A student of ours who was answering questions in our PMP Exam Simulator (www.pm-exam-simulator.com) recently asked for an explanation of the following question he came across:
What is the Critical Path?
A) Maximum project duration
B) Minimum project duration
C) Total slack
D) Total float
He immediately realized that answers C and D are completely wrong and did not consider them. But then he fell into the “trap” that this question was setting up and selected “A) Maximum project duration” as the correct answer. But the correct answer is in fact “B) Minimum project duration”. Let me explain why.

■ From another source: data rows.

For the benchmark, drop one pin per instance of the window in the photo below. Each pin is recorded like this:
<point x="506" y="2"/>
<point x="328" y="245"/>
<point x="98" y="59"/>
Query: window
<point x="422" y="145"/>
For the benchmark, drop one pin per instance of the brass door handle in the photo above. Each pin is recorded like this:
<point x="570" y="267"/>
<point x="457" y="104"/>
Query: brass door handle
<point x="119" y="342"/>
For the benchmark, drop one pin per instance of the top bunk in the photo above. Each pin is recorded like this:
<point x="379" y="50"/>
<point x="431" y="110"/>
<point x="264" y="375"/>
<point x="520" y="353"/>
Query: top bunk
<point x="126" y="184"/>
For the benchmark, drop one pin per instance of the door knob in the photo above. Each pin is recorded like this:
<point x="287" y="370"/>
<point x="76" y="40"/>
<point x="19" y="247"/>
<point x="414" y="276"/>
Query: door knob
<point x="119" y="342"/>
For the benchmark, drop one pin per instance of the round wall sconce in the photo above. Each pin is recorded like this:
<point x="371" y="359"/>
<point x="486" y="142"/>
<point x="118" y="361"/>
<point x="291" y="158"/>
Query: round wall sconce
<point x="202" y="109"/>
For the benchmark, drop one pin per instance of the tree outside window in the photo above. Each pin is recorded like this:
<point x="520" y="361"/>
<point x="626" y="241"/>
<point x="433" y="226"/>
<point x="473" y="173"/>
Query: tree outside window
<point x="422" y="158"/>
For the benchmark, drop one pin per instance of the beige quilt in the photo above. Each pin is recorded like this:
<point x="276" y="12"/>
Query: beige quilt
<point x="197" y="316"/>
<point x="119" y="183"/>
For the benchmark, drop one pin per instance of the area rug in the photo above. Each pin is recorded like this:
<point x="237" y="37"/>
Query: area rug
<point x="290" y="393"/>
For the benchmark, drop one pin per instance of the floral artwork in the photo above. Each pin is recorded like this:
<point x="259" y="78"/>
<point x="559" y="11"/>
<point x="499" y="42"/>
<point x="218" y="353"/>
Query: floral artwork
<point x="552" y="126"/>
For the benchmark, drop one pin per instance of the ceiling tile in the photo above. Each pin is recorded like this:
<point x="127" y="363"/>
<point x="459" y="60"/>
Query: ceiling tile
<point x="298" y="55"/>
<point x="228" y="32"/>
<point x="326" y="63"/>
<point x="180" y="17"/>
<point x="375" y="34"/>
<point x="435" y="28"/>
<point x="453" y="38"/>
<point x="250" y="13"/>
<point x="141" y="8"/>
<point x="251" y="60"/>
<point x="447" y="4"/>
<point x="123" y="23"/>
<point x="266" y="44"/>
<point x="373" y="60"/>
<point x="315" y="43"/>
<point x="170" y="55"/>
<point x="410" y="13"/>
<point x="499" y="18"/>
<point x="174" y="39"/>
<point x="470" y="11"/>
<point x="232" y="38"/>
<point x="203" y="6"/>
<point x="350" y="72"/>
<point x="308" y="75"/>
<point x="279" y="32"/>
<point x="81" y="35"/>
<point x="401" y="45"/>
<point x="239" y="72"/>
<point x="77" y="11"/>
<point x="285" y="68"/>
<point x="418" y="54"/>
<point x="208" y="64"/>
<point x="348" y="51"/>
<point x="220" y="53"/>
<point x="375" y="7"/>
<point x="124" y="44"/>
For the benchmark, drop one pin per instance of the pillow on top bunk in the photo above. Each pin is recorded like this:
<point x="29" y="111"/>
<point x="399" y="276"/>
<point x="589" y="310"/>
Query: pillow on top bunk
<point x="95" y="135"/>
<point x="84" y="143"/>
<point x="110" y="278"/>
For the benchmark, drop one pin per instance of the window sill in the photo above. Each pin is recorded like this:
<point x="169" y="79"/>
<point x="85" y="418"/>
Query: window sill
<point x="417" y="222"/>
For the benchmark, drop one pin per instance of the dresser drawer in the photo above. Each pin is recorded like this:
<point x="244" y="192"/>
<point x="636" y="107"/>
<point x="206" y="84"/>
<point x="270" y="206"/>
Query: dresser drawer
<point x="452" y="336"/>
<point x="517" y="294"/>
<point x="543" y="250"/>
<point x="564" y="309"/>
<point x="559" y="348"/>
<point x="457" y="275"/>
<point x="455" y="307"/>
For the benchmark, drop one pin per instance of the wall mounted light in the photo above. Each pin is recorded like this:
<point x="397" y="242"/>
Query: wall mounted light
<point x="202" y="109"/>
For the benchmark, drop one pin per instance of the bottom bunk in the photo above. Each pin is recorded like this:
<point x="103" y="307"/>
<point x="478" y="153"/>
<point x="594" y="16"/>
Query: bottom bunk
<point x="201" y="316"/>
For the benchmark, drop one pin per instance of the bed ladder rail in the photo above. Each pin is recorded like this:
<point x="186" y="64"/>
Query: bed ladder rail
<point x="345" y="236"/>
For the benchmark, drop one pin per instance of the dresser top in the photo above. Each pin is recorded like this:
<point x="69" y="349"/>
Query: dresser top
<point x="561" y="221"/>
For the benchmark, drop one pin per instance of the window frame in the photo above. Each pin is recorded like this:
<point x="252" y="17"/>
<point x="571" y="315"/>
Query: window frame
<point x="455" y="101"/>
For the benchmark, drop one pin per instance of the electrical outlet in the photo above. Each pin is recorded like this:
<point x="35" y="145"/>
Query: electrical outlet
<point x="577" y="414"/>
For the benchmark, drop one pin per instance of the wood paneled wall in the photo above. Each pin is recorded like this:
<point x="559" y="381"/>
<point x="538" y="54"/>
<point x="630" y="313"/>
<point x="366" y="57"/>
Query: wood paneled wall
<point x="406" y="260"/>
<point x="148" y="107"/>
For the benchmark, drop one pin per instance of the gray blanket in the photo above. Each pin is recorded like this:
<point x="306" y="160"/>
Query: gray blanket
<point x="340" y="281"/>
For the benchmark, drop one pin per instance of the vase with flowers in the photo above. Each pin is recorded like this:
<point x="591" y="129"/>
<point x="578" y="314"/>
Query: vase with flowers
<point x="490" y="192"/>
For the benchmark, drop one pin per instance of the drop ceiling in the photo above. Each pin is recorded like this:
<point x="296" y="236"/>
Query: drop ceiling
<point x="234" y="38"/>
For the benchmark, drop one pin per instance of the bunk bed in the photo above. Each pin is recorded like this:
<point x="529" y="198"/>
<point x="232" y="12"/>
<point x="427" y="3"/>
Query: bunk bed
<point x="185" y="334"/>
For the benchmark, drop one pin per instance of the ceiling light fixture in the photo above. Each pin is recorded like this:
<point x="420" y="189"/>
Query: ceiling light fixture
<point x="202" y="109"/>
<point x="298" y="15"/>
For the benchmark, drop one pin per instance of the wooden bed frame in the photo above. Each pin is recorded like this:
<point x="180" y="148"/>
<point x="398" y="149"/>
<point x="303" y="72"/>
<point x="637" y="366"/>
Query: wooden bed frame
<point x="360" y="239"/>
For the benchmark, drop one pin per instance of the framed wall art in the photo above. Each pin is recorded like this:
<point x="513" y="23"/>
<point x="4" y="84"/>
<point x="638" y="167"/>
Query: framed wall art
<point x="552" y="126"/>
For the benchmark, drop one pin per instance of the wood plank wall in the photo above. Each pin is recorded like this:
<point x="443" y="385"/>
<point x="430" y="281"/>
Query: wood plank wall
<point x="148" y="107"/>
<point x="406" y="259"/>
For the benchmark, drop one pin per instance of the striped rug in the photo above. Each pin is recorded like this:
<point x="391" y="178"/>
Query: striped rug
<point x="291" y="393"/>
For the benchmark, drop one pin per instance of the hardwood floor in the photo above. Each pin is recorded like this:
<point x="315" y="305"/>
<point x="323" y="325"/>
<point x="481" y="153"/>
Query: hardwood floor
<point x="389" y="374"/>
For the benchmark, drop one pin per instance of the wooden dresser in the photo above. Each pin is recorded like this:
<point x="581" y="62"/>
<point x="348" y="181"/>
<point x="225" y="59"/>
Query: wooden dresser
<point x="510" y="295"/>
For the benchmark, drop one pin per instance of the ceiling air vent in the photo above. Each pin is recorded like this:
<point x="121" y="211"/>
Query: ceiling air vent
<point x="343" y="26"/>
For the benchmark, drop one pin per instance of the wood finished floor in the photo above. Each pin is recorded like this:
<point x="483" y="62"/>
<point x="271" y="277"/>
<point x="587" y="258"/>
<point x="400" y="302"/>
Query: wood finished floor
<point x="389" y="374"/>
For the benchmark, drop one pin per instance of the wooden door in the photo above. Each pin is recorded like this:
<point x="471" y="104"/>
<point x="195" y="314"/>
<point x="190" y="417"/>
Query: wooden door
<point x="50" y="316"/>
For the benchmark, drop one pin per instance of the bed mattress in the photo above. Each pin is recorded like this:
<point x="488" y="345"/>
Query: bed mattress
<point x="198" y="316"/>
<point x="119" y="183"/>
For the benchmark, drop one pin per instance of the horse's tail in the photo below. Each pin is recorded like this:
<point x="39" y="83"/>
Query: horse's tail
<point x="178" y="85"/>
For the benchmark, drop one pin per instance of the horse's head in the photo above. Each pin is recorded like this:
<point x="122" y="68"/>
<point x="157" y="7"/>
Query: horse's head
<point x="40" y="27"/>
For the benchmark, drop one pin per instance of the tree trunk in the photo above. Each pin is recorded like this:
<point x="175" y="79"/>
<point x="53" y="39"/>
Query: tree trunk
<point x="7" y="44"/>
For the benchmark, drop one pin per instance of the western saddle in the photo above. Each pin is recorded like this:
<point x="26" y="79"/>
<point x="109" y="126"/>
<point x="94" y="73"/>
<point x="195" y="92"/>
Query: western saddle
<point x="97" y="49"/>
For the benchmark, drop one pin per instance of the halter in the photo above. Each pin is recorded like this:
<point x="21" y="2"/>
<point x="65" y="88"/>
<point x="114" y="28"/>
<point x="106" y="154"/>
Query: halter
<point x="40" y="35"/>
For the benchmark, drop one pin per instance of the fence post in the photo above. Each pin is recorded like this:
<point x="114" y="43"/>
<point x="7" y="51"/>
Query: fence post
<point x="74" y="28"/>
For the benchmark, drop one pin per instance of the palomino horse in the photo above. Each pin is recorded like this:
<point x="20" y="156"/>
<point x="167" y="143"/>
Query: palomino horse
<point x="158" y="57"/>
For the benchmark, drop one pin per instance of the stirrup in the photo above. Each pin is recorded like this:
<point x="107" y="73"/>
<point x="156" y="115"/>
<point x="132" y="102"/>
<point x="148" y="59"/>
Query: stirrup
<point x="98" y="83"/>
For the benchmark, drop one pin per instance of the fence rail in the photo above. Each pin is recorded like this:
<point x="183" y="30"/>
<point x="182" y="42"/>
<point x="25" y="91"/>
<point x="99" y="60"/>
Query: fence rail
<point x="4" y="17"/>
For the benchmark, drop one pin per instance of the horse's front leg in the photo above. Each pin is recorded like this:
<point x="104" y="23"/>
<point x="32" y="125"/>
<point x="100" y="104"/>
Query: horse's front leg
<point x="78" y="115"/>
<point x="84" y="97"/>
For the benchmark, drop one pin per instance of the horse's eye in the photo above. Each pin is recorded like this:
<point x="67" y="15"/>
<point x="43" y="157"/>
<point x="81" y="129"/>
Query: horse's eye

First let’s acknowledge that the question is intentionally worded and phrased in this way. It's not meant to mislead, it's meant to make you think about what the critical path truly is.
That much said, you will probably remember from your studies that the critical path is the longest duration that you currently have in your schedule network diagram. But this does NOT mean that the critical path is the maximum duration that your project will/could have.

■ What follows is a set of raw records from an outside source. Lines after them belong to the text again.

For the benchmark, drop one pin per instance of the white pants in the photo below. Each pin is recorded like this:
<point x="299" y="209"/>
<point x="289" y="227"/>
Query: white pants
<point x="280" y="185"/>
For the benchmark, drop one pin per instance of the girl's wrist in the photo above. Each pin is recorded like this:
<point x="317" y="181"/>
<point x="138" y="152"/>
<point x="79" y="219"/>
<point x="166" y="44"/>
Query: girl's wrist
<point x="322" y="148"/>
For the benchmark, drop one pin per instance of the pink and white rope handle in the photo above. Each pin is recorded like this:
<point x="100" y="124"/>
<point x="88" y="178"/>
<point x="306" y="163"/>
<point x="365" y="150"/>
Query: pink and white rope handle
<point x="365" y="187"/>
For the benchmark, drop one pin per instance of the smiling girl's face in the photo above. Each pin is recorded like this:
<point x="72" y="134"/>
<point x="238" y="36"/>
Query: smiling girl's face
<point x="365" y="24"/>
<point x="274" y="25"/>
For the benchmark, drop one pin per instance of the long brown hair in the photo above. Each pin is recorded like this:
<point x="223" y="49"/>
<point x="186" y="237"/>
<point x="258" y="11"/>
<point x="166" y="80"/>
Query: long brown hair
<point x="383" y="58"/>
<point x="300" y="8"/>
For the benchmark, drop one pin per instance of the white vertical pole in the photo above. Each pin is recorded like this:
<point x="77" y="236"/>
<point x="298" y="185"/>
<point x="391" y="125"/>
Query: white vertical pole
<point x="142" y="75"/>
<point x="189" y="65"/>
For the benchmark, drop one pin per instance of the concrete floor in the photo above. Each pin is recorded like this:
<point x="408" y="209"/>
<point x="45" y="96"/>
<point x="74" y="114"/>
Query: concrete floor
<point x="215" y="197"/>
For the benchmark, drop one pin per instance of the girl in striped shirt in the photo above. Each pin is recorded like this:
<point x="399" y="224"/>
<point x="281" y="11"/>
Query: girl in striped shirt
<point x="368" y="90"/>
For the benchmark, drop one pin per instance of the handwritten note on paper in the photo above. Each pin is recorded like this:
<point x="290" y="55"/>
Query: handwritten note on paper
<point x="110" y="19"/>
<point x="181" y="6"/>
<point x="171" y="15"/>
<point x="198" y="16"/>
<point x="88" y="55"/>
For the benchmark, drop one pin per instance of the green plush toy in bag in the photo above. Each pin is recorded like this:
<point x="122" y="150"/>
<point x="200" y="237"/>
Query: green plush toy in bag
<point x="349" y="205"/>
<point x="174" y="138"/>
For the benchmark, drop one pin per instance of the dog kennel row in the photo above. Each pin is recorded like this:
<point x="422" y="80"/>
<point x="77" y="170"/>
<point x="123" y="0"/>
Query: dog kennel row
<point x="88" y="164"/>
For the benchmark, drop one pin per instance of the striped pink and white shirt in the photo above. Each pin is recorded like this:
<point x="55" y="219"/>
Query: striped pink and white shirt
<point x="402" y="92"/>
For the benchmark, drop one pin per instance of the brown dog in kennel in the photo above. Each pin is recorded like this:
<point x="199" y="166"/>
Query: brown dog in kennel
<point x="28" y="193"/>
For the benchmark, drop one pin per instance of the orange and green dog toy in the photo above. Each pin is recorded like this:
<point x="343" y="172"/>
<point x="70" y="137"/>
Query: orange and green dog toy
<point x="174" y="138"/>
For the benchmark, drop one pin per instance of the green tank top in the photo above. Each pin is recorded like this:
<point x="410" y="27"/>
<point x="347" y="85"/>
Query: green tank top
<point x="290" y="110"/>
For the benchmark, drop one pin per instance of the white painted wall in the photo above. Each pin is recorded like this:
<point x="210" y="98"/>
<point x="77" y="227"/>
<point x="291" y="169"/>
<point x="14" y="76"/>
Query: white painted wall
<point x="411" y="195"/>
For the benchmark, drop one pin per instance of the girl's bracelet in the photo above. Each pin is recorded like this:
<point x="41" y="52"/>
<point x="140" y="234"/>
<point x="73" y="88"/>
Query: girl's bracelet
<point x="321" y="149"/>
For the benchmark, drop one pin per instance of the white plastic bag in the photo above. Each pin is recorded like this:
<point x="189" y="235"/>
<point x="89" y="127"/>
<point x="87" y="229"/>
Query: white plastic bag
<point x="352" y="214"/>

Let's look at an example and let’s say that our network diagram currently says that our critical is 30 days long. Is that the maximum that our project will take? No... it's the MINIMUM.
The critical path says that if everything goes as planned and we have zero delays, then we will be done in 30 days. But if there is just one task on the critical path that gets delayed by 2 days, then our critical path (and project duration) will increase to 32 days.
Therefore the critical path is not the MAXIMUM duration that we can expect on our project. It's the MINIMUM. (But only if all goes well).